Nations who are party to the Arms Trade Treaty are holding their fourth annual meeting this week in Tokyo, Japan. I’m attending the meeting as a representative of The Heritage Foundation.

Supposedly, the purpose of the treaty is to apply humanitarian standards to the international arms trade. Actually, the treaty is a pointless talking shop and a box-checking exercise, with a generous dash of blame America first and a little spice added by the gun control supporters who cluster on its periphery.

But words alone can’t pay the bills for this meeting, or for the treaty’s secretariat, which keeps the treaty going between the annual meetings. The treaty runs on the contributions paid by the nations that have signed it or attend its annual meetings. The problem is that a lot of those nations don’t want to pay up.

The treaty’s 2018 budget is $975,927—a nice little chunk of change, but not a lot for an international organization. Fortunately for it, the treaty had $270,370 left in the bank from previous years, so the treaty nations were only on the hook for about $705,000.

Of that total, they’ve paid only $533,000, leaving a deficit of $172,000. This shortfall isn’t new. In 2015-2016, nations underpaid their bills by $116,000, and in 2017 by $129,000. In total, nations have under paid their bills by 15 percent, or about $418,000.

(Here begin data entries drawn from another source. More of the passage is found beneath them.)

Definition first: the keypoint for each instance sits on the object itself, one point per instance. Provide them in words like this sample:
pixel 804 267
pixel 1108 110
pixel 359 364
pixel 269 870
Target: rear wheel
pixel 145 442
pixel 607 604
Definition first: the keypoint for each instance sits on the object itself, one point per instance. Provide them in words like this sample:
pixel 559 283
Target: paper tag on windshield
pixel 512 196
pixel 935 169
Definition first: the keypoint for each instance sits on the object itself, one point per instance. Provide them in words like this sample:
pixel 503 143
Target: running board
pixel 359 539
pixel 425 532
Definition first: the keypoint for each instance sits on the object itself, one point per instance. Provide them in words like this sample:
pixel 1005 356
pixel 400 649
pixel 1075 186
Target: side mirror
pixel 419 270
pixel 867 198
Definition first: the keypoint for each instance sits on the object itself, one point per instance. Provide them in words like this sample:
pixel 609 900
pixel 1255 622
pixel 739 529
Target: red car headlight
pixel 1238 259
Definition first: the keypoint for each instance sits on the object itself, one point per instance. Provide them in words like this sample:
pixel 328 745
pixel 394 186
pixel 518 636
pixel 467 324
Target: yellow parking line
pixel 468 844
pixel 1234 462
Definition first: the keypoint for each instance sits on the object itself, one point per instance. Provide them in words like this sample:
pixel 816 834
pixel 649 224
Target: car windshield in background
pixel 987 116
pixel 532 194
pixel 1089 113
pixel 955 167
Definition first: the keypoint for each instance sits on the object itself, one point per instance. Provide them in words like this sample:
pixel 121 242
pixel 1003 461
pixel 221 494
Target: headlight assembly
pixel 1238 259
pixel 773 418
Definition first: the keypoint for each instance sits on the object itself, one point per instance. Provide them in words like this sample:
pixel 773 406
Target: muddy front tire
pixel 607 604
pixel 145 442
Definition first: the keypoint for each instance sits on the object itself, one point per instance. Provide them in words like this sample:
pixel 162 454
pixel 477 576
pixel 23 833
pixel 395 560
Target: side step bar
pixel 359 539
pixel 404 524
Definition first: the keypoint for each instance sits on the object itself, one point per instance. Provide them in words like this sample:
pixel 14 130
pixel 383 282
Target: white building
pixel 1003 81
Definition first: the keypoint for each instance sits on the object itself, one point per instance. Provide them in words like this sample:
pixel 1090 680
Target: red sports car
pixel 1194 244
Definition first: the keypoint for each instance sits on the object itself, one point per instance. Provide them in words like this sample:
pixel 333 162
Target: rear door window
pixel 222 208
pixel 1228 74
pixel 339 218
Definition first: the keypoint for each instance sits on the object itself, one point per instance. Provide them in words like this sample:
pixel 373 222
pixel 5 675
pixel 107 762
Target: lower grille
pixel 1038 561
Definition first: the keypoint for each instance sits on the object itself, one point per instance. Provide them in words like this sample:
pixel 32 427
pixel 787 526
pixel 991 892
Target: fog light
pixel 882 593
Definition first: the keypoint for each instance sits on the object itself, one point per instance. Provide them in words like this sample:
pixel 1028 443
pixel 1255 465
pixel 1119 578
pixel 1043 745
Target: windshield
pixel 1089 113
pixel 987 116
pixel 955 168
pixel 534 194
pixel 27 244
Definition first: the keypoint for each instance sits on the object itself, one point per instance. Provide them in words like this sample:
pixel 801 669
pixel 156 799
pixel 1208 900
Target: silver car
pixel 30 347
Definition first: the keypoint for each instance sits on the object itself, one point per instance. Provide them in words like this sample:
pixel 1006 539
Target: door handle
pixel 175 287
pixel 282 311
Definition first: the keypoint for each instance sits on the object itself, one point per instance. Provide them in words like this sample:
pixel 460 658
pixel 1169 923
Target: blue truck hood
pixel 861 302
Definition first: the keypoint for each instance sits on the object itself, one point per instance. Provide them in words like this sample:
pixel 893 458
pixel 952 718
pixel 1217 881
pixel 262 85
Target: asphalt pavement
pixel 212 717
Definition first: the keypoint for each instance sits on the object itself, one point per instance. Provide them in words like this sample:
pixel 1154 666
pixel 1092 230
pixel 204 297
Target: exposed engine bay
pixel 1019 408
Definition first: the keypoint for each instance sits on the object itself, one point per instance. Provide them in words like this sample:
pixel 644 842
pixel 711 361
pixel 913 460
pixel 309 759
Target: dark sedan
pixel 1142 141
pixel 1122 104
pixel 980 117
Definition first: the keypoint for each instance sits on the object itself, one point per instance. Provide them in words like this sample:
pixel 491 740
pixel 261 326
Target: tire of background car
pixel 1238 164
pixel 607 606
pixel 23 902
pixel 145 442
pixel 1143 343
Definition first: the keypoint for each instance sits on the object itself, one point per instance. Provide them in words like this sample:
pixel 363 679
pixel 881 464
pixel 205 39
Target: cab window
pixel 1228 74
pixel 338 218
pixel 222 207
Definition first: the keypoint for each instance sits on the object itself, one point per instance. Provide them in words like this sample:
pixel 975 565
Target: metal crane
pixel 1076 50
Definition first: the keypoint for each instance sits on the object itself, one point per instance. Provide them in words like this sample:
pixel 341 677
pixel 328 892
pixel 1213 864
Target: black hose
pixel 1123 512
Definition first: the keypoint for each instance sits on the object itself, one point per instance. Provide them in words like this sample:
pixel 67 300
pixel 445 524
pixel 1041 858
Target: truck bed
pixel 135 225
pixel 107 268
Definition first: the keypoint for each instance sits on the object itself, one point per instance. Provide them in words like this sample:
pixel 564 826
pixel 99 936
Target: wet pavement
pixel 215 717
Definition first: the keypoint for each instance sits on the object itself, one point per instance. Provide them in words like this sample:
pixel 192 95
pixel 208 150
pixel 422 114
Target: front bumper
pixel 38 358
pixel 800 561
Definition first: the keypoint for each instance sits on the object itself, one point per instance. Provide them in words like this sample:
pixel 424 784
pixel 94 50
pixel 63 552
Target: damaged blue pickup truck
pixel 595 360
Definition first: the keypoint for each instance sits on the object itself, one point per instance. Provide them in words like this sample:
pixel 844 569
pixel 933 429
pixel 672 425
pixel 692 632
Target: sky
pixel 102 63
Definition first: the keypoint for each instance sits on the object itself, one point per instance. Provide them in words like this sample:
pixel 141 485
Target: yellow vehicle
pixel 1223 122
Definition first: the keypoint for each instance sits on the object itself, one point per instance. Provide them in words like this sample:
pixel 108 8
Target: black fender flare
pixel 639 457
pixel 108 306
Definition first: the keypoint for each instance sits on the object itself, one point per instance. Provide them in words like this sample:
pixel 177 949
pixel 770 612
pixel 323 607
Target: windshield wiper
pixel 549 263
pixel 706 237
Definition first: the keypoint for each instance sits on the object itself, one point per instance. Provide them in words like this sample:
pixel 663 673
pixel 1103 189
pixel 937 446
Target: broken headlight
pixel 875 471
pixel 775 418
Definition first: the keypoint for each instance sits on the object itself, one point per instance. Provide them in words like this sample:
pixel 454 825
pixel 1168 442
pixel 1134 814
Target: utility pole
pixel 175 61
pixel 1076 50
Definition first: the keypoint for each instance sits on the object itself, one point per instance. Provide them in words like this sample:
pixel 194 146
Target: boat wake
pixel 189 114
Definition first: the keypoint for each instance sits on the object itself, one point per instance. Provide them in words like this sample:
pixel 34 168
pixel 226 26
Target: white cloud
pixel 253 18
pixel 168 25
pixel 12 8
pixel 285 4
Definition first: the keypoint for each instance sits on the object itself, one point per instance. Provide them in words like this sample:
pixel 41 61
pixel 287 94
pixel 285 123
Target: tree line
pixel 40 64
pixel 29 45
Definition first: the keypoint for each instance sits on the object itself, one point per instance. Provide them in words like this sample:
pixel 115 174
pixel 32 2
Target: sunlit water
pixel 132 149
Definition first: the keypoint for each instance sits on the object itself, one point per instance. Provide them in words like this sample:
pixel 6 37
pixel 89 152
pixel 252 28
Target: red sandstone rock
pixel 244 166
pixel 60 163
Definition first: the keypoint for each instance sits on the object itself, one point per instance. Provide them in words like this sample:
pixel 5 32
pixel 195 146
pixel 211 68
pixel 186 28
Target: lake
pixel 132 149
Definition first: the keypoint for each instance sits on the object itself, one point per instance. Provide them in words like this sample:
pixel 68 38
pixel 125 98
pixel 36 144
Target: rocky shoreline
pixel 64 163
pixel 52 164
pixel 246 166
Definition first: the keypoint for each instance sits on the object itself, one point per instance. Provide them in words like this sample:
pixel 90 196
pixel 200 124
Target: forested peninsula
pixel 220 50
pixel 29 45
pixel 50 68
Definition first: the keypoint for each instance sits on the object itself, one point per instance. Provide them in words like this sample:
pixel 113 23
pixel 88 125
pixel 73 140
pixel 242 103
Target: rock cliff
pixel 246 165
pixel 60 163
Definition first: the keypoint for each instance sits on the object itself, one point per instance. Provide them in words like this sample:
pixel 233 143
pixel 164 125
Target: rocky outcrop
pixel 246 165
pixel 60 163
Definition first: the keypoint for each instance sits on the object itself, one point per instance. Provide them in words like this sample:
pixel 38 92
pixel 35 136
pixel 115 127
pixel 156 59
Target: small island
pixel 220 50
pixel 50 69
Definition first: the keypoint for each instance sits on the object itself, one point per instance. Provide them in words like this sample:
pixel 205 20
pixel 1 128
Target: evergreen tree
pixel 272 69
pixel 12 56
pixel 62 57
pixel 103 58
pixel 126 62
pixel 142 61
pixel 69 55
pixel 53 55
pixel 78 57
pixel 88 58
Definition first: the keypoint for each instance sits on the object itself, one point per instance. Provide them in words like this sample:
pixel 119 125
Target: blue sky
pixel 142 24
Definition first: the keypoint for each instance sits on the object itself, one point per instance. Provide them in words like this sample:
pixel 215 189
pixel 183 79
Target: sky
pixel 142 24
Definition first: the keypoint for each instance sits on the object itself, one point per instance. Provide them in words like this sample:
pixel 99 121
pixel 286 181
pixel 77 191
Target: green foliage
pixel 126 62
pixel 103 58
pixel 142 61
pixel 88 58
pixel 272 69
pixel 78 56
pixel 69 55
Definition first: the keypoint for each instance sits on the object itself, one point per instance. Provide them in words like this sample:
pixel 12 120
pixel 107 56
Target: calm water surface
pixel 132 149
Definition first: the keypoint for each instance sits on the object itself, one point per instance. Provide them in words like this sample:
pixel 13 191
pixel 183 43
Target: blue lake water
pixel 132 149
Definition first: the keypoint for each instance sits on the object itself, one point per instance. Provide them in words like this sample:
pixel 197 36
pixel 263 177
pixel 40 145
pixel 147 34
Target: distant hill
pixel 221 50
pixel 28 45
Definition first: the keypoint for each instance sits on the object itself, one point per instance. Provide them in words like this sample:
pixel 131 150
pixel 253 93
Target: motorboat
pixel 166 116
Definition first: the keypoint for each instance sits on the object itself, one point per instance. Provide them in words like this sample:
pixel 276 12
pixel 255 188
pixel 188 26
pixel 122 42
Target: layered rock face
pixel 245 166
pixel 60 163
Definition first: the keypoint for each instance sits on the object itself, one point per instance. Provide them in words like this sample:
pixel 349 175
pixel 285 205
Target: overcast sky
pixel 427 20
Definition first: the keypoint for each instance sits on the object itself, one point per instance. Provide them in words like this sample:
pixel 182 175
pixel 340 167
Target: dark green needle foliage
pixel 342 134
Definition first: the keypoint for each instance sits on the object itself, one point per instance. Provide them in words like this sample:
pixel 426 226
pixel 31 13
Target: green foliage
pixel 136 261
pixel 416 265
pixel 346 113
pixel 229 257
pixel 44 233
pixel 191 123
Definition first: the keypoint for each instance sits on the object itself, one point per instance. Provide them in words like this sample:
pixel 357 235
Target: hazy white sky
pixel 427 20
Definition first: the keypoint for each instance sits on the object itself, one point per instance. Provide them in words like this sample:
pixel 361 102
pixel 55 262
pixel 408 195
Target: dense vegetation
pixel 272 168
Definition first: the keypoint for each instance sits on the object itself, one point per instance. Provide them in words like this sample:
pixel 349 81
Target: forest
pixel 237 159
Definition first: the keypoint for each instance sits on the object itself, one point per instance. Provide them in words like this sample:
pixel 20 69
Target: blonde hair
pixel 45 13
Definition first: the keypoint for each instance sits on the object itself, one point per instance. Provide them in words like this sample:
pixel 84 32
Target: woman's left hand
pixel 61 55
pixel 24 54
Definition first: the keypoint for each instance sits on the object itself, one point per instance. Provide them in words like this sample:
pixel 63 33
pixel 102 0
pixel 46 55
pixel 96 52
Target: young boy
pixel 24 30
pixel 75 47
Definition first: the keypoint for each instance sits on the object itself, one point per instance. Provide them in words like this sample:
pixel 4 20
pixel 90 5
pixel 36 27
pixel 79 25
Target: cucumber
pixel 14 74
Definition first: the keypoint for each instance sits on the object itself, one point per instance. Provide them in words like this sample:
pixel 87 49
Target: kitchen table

In theory, the treaty has nearly a hundred nations devoted to it in word and deed. But in practice, the treaty runs on the checks cut by its most important funders—the two most generous of whom are Japan and the United States. The U.S. is paying to sit here and be abused.

The U.S. unwisely signed the treaty in 2013 under President Barack Obama, but there is no prospect that the Senate will ratify it soon, or ever. In fact, over half the Senate explicitly opposes the treaty. Congress has repeatedly banned funding to implement it.

Yet the U.S. payments continue. Over the past three years, the U.S. has paid in over $262,000. These funds have not gone merely to pay for the four seats the U.S. delegation is currently occupying in front of me. They are paying a substantial part of the budget of the treaty secretariat, which is, in its own words, responsible for “assist[ing] states parties in the effective implementation of the treaty.”

Under the terms of the congressional ban, this U.S. contribution is indefensible.

Moreover, it buys the U.S. nothing. It does not get the U.S. into the conference room—this room is full of nations that are not paying their bills. Nor does it buy the U.S. any goodwill, as the U.S. is, along with the United Kingdom and Israel, one of the few nations regularly condemned by name in the meeting.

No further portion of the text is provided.